Und eines Tags, als unter Klaggesängen
Der Zug an einer Villa ging vorbei,
Da sah aus einem von den Marmorgängen
Ein blondes Mädchen vor – ein banger Schrei,
Und rasch weiß durch die Schaar sie sich zu drängen.
Und einem Jüngling, der noch stolz und frei
Umhersah, war sie rufend zugesprungen,
Und schluchzend hielten beide sich umschlungen.

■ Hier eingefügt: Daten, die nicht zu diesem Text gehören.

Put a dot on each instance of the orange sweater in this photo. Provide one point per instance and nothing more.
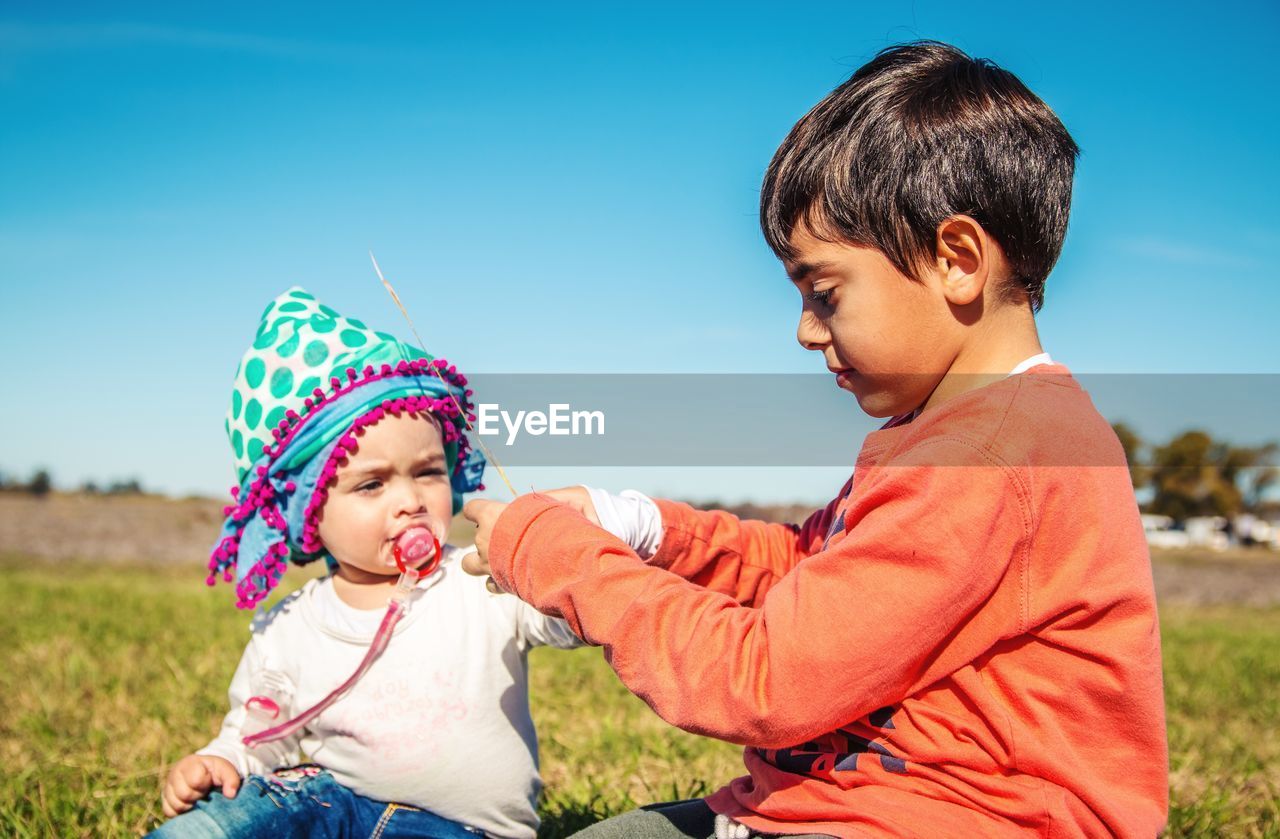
(963, 643)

Sie sprachen sich mit Blicken nur, und schwiegen,
Als hätten sie sich alles schon gesagt.
Nach ihrer Heimath, ach, nach ihren Wiegen,
Und nach den Eltern hatte sie gefragt.
»Todt!« war die Antwort. »Wir anstatt zu siegen
Gejocht! Den Göttern aber sei's geklagt,
O Schwester!« rief er aus, »den Göttern allen,
Die noch im Hain der Wodanseiche wallen.«
Ausonius trat heran und küßte beide,
Und sprach; »Nicht ändern kann ich euer Loos!

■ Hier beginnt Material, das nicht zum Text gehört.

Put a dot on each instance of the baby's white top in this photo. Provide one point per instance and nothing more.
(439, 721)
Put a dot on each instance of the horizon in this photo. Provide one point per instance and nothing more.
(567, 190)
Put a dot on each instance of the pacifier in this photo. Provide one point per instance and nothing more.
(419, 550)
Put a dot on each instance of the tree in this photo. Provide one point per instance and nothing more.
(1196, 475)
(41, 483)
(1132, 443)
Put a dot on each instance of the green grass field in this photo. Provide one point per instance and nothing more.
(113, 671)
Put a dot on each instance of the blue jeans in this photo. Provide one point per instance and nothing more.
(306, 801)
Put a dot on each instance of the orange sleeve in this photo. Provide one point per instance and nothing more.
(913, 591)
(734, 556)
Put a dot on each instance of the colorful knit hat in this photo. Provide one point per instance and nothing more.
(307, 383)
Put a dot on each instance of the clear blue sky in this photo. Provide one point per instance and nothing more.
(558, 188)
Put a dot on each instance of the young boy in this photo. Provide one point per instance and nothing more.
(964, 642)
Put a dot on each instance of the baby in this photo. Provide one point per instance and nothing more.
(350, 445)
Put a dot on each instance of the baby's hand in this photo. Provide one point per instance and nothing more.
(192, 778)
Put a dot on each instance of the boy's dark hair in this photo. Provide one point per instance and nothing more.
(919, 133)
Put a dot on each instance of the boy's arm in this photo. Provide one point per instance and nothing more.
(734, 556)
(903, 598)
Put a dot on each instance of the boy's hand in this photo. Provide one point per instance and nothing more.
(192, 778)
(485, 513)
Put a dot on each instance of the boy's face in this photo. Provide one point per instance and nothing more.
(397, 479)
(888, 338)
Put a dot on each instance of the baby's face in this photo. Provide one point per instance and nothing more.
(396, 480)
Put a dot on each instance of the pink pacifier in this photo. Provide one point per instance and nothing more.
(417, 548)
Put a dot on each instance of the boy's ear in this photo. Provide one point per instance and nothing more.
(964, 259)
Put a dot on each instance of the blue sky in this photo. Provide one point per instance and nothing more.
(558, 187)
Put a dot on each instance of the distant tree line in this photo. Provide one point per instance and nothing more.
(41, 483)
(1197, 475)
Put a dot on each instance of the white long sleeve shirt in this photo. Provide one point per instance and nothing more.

Doch hoff' ich, daß es euch nicht länger scheide,
Als bis es euch erzog, bis frei und groß,
Und freudig ihr hervorgeht aus dem Leide.

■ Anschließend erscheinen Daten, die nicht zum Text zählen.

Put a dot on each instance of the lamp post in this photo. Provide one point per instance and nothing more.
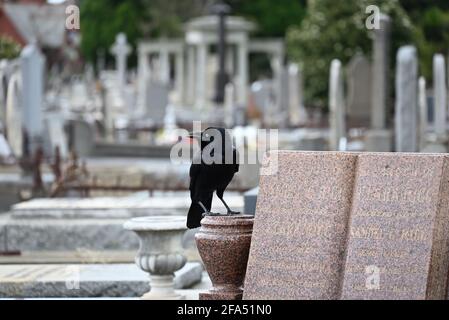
(222, 78)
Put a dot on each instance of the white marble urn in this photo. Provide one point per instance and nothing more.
(160, 253)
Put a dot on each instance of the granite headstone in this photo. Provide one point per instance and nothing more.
(351, 226)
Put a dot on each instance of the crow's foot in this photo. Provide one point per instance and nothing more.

Was auch mit euch der Himmel noch beschloß,
Ihr armen Blüthen, die der Sturm verwehte,
Ich bin um euch, durch That und im Gebete.«
Das Mädchen ward ins Haus zurückgetragen,
Der Wange Roth erblich auf lange Zeit,
Nach Jahren erst wich in den Blüthetagen
Die letzte Spur der tiefen Traurigkeit.
Sie sprach die Sprache Roms, ritt mit zum Jagen,
Und schwärmte tagelang in Einsamkeit,
Diana gleich, durchs Dunkel düstrer Haine,
Wo bergig sich das Land erhebt am Rheine.
Hier war es, wo sie oft hinüberschaute
In träumerischer Sehnsucht nach dem Land,
Das ihre Wiege war, und bei dem Laute,
Den sie hinüberrief, schien eine Hand
Ihr zuzuwinken; wenn der Morgen graute,
Wenn fern in Tannenhöhn der Tag entschwand,
War's ihr, als hörte sie durch Waldesrauschen
Die Geister ihrer Lieben Rede tauschen.
Was aber war's, das ihr zugleich verwehrte,
Zu nahn dem jenseits liegenden Gestad?
Daß sie zurück nicht nach der Heimath kehrte,
Was hielt sie fern dem oft gesuchten Pfad?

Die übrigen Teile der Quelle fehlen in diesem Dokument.